Principle Investigator: Leah Kottyan, PhD
Systemic lupus erythematosus (SLE or lupus) is a chronic autoimmune disease that affects children and adults. There is a strong genetic component to disease risk for SLE, and our group is focused on understanding how genetic variation in DNA can affect an individual’s risk of developing SLE. There are over 80 established genetic risk locus spread across the genome that increase SLE risk. This study focuses on one in a region of DNA encoding the gene IRF7. IRF7 is a transcription factor that binds DNA and allows cells to respond to specific inflammatory signals by promoting the generation of inflammatory gene products.

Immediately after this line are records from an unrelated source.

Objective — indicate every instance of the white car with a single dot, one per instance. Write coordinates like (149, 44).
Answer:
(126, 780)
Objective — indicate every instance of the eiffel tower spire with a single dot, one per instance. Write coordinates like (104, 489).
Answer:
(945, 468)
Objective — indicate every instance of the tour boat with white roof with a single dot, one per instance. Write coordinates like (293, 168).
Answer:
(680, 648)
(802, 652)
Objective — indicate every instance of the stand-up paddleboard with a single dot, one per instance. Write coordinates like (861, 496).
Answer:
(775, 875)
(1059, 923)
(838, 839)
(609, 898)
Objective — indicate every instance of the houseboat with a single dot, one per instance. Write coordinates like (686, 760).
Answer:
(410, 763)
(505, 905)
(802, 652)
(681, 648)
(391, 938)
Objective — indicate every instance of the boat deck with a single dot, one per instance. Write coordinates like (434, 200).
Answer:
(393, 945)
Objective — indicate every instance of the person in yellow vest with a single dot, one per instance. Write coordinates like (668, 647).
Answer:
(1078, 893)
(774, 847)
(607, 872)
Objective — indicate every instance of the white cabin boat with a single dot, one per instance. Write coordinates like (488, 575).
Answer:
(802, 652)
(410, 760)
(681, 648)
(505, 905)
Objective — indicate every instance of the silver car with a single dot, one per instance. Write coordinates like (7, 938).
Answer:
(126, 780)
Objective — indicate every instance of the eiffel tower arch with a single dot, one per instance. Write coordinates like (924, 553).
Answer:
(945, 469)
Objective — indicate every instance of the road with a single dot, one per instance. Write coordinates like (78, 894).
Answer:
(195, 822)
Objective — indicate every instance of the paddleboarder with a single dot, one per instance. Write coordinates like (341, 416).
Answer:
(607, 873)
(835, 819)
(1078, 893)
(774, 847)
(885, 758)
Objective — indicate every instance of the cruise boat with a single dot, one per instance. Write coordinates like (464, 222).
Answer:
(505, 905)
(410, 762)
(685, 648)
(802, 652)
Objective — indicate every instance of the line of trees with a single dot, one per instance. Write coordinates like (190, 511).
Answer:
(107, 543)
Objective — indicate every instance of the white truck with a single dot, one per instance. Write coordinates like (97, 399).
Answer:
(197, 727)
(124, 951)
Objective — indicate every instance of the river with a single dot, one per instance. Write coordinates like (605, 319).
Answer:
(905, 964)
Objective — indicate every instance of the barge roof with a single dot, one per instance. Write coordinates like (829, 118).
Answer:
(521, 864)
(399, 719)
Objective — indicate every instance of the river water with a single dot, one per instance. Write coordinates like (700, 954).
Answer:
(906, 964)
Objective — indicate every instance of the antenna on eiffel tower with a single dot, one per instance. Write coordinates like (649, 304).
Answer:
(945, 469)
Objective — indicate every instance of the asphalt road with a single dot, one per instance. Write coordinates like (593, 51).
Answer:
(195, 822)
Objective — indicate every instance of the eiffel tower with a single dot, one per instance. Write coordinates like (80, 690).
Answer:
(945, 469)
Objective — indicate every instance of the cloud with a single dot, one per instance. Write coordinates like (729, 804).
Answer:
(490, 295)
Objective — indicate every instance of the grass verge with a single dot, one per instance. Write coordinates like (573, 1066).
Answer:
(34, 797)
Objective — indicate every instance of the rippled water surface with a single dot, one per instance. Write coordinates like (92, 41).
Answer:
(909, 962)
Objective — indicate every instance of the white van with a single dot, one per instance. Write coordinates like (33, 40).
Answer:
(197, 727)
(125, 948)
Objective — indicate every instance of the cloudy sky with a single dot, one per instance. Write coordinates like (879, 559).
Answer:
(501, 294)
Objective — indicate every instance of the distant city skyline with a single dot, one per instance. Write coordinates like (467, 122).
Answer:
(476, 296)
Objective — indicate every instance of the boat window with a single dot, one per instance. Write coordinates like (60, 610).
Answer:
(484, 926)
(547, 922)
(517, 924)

We have identified a specific genetic variation that is more common in people with lupus and changes an amino acid in IRF7. We will use inflammatory cells derived from patients with SLE to study this genetic variant. In a chemically induced mouse model of lupus, most of the autoantibody production is IRF7 dependent. All strains of laboratory mice have the lupus non-risk variant of IRF7, so we will create a mouse with the risk IRF7 variant. We will compare the mice with the risk and non-risk SLE IRF7 variant to test the hypothesis that this variant increases lupus-like disease and the promotion of inflammatory gene products such as type I interferon. Our proposed study is important because once we understand why the lupus-associated genetic variation increases lupus risk, we can identify optimal therapeutics targeting the IRF7 signaling pathway.